Budget für staatliche Gebäudeprogramme aufgestockt

Montag, Oktober 12, 2020

Zusätzliche Mittel für Effizienzmaßnahmen und neue Heizungen

staatliche Gebäudeförderprogramme

Gute Nachrichten für Bauherren und Hauseigentümer: Der Haushaltsausschuss des Deutschen Bundestages hat zusätzliche Mittel für die Gebäudeförderprogramme des Bundeswirtschaftsministeriums bewilligt.

Das CO2-Gebäudesanierungsprogramm und das Marktanreizprogramm (MAP) für Erneuerbare Energien erhalten insgesamt weitere rund 2,2 Mrd. Euro. Die Finanzierung der Programme ist für das laufende Jahr damit endgültig sichergestellt. Für das kommende Jahr ist eine Zusammenführung der bestehenden Programme in der neuen „Bundesförderung für effiziente Gebäude“ (BEG) mit korrespondierender Mittelausstattung geplant.

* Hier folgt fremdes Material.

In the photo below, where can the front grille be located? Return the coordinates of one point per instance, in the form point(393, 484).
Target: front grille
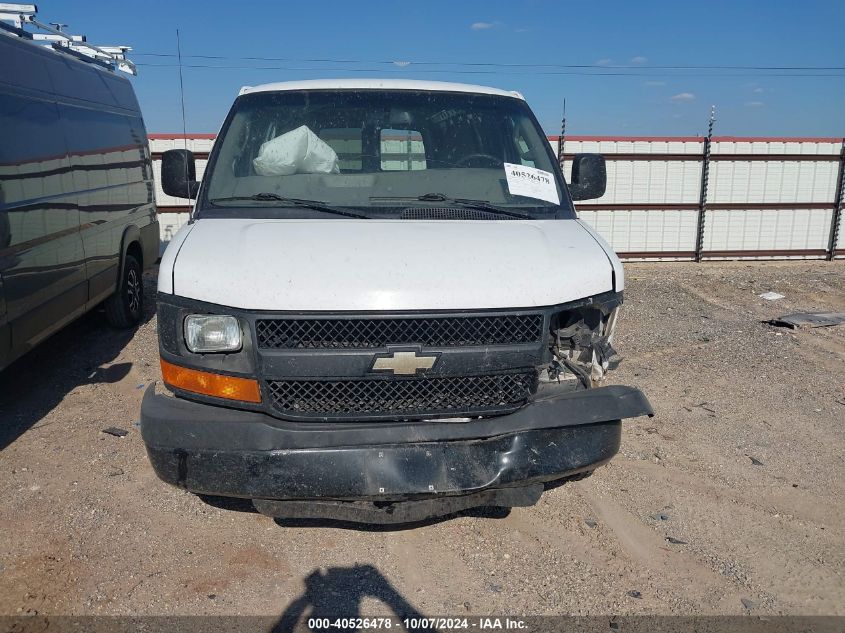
point(361, 333)
point(465, 395)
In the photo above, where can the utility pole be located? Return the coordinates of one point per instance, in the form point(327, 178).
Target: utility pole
point(705, 176)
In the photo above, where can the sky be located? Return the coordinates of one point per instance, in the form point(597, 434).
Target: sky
point(532, 46)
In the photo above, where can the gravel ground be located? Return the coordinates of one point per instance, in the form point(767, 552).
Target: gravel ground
point(728, 501)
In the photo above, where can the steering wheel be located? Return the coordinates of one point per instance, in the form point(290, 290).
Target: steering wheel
point(494, 161)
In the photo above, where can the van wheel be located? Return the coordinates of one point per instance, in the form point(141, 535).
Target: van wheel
point(126, 306)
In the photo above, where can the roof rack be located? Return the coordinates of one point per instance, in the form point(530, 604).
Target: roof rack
point(14, 16)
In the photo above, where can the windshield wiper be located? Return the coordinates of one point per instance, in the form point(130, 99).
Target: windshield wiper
point(482, 205)
point(297, 202)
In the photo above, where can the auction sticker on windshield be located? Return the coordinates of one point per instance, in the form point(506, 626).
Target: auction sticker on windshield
point(531, 182)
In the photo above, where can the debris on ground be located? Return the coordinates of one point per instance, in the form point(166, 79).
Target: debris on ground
point(809, 319)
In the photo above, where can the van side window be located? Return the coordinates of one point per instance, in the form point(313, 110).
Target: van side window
point(401, 150)
point(33, 158)
point(105, 148)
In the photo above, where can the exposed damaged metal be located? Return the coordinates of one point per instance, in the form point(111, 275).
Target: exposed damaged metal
point(582, 344)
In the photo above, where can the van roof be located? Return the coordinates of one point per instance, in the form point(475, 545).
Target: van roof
point(378, 84)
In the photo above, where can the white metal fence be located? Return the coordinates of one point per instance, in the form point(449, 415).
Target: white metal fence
point(768, 198)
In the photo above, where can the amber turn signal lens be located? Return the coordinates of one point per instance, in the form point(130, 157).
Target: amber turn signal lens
point(208, 384)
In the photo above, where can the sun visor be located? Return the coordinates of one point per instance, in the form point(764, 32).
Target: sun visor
point(299, 151)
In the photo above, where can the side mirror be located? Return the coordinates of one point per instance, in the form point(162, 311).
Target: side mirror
point(589, 177)
point(179, 173)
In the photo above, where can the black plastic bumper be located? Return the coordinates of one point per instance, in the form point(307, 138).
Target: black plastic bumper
point(221, 451)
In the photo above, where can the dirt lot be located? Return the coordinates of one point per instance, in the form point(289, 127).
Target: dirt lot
point(742, 467)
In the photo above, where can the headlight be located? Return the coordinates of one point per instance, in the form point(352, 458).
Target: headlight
point(212, 333)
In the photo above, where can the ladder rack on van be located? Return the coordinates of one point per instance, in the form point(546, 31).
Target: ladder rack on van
point(14, 16)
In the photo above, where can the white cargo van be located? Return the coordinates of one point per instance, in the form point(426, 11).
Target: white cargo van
point(384, 308)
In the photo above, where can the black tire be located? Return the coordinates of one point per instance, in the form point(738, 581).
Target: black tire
point(125, 307)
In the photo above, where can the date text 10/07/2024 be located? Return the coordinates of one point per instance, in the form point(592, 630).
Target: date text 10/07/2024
point(419, 623)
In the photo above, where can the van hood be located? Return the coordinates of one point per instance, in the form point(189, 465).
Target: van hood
point(355, 265)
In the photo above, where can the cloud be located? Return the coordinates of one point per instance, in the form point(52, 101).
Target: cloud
point(683, 96)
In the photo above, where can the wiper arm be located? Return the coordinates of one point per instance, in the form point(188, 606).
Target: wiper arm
point(299, 202)
point(483, 205)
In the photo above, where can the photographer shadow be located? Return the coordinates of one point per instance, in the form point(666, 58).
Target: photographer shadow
point(338, 593)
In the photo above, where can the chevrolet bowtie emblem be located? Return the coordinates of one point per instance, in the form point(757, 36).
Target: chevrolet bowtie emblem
point(404, 363)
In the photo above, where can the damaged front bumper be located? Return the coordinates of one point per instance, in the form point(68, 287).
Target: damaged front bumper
point(221, 451)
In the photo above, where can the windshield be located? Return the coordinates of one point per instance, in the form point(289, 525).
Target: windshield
point(382, 152)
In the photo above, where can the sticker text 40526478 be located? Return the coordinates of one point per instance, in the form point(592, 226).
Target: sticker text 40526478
point(531, 182)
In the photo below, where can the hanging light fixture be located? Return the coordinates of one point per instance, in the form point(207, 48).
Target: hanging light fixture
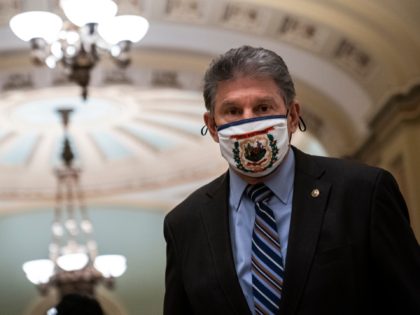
point(74, 265)
point(92, 29)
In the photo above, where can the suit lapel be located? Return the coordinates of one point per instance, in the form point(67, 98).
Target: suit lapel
point(216, 221)
point(309, 202)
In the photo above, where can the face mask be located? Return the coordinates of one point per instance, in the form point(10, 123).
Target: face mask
point(255, 146)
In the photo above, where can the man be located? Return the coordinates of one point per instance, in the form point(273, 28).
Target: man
point(283, 232)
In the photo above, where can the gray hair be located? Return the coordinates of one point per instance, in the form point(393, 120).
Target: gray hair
point(249, 62)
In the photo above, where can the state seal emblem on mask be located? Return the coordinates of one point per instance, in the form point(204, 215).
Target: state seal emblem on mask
point(255, 146)
point(255, 152)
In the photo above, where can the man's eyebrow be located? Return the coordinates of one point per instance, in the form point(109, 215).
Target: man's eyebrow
point(265, 99)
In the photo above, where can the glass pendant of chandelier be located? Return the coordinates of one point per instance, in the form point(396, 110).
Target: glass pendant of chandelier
point(74, 265)
point(92, 28)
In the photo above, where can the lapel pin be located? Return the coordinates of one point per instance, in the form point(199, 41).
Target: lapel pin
point(315, 193)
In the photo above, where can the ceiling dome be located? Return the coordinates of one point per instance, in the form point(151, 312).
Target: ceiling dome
point(129, 138)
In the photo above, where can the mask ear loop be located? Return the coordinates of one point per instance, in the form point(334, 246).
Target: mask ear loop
point(204, 130)
point(301, 124)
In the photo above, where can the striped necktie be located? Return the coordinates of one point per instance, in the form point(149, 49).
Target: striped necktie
point(267, 261)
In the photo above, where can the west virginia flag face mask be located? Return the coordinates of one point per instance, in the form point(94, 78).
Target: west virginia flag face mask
point(255, 146)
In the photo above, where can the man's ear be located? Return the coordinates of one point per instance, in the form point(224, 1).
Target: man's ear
point(211, 125)
point(294, 114)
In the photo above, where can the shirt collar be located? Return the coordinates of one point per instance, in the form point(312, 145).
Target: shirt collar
point(280, 183)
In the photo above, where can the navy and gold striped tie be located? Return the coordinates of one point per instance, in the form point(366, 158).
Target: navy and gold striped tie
point(267, 261)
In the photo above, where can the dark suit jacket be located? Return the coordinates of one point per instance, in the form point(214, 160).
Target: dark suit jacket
point(351, 249)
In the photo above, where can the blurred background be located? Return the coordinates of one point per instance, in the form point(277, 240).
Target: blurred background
point(135, 115)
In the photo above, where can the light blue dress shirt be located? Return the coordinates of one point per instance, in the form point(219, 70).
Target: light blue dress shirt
point(242, 216)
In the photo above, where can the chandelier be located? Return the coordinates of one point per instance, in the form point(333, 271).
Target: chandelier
point(92, 29)
point(73, 265)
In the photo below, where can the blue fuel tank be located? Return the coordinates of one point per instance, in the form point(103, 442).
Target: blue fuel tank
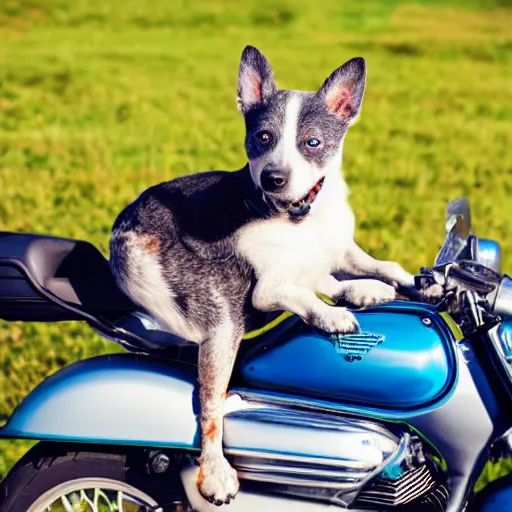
point(407, 364)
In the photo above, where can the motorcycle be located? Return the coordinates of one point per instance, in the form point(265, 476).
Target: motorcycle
point(401, 416)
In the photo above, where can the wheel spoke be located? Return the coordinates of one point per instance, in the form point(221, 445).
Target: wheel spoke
point(120, 507)
point(96, 499)
point(66, 504)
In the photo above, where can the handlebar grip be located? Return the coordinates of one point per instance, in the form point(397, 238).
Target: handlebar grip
point(411, 293)
point(502, 304)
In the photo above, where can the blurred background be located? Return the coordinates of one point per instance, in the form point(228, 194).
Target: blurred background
point(101, 98)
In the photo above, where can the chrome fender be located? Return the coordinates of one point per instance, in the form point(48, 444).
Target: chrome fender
point(115, 399)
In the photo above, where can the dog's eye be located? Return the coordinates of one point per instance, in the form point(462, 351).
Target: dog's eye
point(312, 143)
point(264, 137)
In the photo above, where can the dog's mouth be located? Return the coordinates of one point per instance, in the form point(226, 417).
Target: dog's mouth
point(300, 208)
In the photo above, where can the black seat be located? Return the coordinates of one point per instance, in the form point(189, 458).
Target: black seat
point(73, 271)
point(52, 279)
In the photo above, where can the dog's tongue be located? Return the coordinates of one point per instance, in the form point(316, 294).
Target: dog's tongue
point(301, 207)
point(311, 195)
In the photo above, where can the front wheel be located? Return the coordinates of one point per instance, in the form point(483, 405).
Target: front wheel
point(52, 478)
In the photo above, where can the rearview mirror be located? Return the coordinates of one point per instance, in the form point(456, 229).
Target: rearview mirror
point(458, 228)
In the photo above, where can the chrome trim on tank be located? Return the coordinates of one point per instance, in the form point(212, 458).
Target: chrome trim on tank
point(314, 455)
point(501, 339)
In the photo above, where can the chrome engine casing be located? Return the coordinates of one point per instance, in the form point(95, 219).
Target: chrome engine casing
point(331, 458)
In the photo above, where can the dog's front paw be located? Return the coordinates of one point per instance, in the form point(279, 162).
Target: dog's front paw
point(217, 480)
point(369, 292)
point(394, 274)
point(335, 320)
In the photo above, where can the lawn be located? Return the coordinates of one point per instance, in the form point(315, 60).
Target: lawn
point(101, 98)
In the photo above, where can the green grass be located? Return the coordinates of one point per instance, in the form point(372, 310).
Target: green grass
point(102, 98)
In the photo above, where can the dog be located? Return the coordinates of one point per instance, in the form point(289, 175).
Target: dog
point(203, 253)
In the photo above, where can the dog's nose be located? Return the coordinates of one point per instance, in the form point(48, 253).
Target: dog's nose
point(272, 181)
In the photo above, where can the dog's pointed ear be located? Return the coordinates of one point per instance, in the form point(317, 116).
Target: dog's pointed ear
point(343, 90)
point(255, 79)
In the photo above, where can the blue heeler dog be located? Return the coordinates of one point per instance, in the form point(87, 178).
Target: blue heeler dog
point(204, 253)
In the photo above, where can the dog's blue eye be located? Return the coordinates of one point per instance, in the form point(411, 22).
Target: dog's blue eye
point(264, 137)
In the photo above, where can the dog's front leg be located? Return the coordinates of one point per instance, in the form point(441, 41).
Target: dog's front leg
point(357, 263)
point(216, 480)
point(359, 292)
point(273, 295)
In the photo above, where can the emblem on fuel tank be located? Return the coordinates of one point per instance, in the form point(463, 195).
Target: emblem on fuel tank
point(355, 346)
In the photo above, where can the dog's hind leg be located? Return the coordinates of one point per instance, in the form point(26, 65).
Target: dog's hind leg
point(217, 480)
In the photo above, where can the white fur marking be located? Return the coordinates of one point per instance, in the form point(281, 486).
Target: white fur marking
point(145, 284)
point(303, 174)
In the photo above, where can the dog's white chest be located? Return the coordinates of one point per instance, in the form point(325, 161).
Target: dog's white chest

Höherer Fördersätze sorgen für große Nachfrage

Zur Umsetzung des Klimaschutzprogramms 2030 hatte die Bundesregierung die Programme zu Jahresbeginn umfangreich novelliert. Nicht nur die Fördersätze in den zum CO2-Gebäudesanierungsprogramm gehörenden Programmlinien „Energieeffizient Bauen und Sanieren“ der KfW-Bankengruppe wurden erhöht. Ebenfalls neu seit Jahresbeginn 2020 ist die Einführung der Öl-Austauschprämie im Programm „Heizen mit Erneuerbaren Energien“ des Bundesamts für Wirtschaft und Ausfuhrkontrolle (BAFA) als Teil des MAP. Heizungen auf Basis erneuerbarer Energien werden in diesem Jahr mit mindestens 20% und bis zu 45 % der Kosten gefördert.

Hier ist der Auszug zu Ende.